SpaCy笔记

原创已于 2022-11-02 13:47:49 修改 · 1.4k 阅读

6 ·

CC 4.0 BY-SA版权

文章标签：

#python #自然语言处理 #人工智能

于 2022-07-21 11:41:59 首次发布

人工智能神经网络同时被 2 个专栏收录

9 篇文章

订阅专栏

软件工程

4 篇文章

订阅专栏

这个文章是上班摸鱼的时候随便写的笔记，不成体系，仅供参考！

文章目录

SpaCy介绍
- SpaCy工具库中的类别(Class)们
基于规则的匹配
分词(Tokenization)
- 向SpaCy分词工具中添加新词
- 自定义分词工具
意图识别
SpaCy的词向量
- HashEmbedCNN
自定定义SpaCy的Pipeline

SpaCy介绍

SpaCy是著名的NLP开源工具包，自带超过60种语言的预训练语言模型和词向量。SpaCy侧重NLP工业界应用，针对部署和计算速度进行了优化。

https://explosion.ai/demos/displacy 网站提供SpaCy的可视化，也可以用Python画Dependency Tree。

SpaCy文本处理流程示意图:
在这里插入图片描述 SpaCy的结构图:

Python调用SpaCy的常见代码:

import spacy
nlp = spacy.load("en_core_web_md")  # load the pipeline
doc = nlp("I went there")
# print the tokenization result
print ([token.text for token in doc])

上面的doc变量包含句子的标记、分词和实体等。
SpaCy还有配套的标注网站Prodigy

SpaCy工具库中的类别(Class)们

Doc 类别代表文本，它包括该文本的分词、实体等信息。
Token 类别代表字。
Span 类别代表文本中连续的一部分。

基于规则的匹配

一些规则可以帮助匹配字符、提取信息，比如

正则表达式

在SpaCy中的代码实现：

import spacy
from spacy.matcher import Matcher

nlp = spacy.load("en_core_web_md")
doc = nlp("Good morning, I want to reserve a ticket.")
matcher = Matcher(nlp.vocab)
pattern = [{"LOWER": "good"}, {"LOWER": "morning"},
            {"IS_PUNCT": True}]
matcher.add("morningGreeting", [pattern])
matches = matcher(doc)
for match_id, start, end in matches:
     m_span = doc[start:end]  
     print(start, end, m_span.text)
# output: 0 3 Good morning,

SpaCy的PhraseMatcher可以用比较大的字典对文本进行匹配。

import spacy
from spacy.matcher import PhraseMatcher

nlp = spacy.load("en_core_web_md")
matcher = PhraseMatcher(nlp.vocab)
terms = ["Angela Merkel", "Donald Trump", "Alexis Tsipras"]
patterns = [nlp.make_doc(term) for term in terms]
matcher.add("politiciansList", patterns)
doc = nlp("3 EU leaders met in Berlin.

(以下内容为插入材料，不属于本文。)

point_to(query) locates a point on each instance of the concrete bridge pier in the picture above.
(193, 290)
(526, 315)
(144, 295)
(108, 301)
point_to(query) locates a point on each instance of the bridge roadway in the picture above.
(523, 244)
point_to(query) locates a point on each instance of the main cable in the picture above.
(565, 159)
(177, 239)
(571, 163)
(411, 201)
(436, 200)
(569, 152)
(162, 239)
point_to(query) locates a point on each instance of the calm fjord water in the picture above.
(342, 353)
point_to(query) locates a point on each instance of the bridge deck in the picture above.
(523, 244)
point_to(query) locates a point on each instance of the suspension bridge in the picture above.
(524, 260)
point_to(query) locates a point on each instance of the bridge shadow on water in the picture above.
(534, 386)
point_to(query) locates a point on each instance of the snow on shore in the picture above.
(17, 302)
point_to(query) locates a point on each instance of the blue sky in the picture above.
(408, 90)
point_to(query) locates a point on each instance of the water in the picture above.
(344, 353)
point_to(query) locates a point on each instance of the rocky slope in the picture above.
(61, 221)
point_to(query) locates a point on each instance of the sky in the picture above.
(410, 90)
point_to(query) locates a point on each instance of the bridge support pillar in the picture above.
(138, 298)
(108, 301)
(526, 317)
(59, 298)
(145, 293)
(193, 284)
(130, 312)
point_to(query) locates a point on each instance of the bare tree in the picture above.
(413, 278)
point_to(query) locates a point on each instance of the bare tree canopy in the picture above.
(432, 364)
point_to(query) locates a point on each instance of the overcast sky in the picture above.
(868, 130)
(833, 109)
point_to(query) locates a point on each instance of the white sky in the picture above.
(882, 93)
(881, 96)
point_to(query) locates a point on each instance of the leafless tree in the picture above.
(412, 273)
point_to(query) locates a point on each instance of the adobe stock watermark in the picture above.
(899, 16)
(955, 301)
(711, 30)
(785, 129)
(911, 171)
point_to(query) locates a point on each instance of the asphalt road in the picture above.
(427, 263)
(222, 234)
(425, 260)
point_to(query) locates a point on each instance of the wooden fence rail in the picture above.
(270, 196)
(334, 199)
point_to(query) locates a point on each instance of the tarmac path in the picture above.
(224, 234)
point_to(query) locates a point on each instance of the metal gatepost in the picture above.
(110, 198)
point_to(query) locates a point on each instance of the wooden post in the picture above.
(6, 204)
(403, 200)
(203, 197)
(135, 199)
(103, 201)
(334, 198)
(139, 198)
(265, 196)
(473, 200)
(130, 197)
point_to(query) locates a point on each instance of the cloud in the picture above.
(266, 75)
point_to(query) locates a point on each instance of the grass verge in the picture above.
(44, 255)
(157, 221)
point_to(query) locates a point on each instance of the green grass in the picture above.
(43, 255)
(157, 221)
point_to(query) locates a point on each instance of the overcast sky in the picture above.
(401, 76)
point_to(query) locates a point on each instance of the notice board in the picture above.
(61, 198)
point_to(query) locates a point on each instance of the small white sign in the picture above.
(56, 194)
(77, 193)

German chancellor Angela Merkel first welcomed the US president Donald Trump. The following day Alexis Tsipras joined them in Brandenburg.")
matches = matcher(doc)
for mid, start, end in matches:
    print(start, end, doc[start:end])
# output:
# 9 11 Angela Merkel
# 16 18 Donald Trump
# 22 24 Alexis Tsipras

实际例子：从文本中提取账户

doc = nlp("My IBAN number is BE71 0961 2345 6769, please send the money there.")

doc1 = nlp("My IBAN number is FR76 3000 6000 0112 3456 7890 189, please send the money there.")
pattern = [{"SHAPE": "XXdd"},
           {"TEXT": {"REGEX": "\d{1,4}"}, "OP":"+"}]
matcher = Matcher(nlp.vocab)
matcher.add("ibanNum",  [pattern])
for mid, start, end in matcher(doc):
    print(start, end, doc[start:end])
for mid, start, end in matcher(doc1):
    print(start, end, doc1[start:end])

电话号码同理，都是基于正则表达式提取信息。

基于规则的NER

SpaCy支持在NER的pipeline中融合预定义的词典和基于统计特征的模型。NER的规则分为：

Phrase patterns
Token patterns
这些规则都可以写成JSONL的形式储存起来。

官方文档认为在NER部分前加入EntityRuler可以更好地提高准确率。
当短语量超过一万个时，可以参考这部分文档

官方文档还给了几个例子：

如果需要提取人名的职称（xxx同志、xxx主席），比起重复训练整个模型，我们可以用@Language.component("expand_person_entites")对预训练模型提取出的span做一些调整。https://spacy.io/usage/rule-based-matching#models-rules-ner

基于规则的Span提取

Span的定义
SpanRuler可以提高SpanCatgorizer和EntityRecognizer的准确率。

分词(Tokenization)

分词是第一步，也是重要的一步，因为后续的所有操作（实体命名等）都是基于分词的结果。
分词是把一个句子分成最小的语法单元。
SpaCy的分词不基于统计模型而是基于特定语言的语法规则。
在这里插入图片描述

向SpaCy分词工具中添加新词

可以向SpaCy分词规则中添加专业词汇

doc = nlp("lemme that")
print([w.text for w in doc])  # ['lemme', 'that']

# now add special cases 
special_case = [{ORTH: "lem"}, {ORTH: "me"}]
nlp.tokenizer.add_special_case("lemme", special_case)
print([w.text for w in nlp("lemme that")])  # ['lem', 'me', 'that']

自定义分词工具

def custom_tokenizer(text):
    tokens = []
    # your existing code to fill the list with tokens
    ......
    # with this:
    return Doc(nlp.vocab, tokens)
    
nlp.tokenizer = custom_tokenizer  # 替换分词工具

上述的tokenizer是接收纯文本输出Doc对象的函数。

意图识别

动词是句子中重要的部分，及物动词会有影响的对象。对象又分为直接对象和简介对象，如下例：

He loved his cat.  He loved who?  - his cat  （直接对象）
He gave me his book.  He gave his book to whom?  - me （间接对象）

这样的动词-对象组合可以帮助我们识别“意图”。Intent Recognition经常被用在对话机器人中。
SpaCy在进行依存语法解析后，我们可以识别出其中的动宾关系。【图】比如dobj就是直接宾语。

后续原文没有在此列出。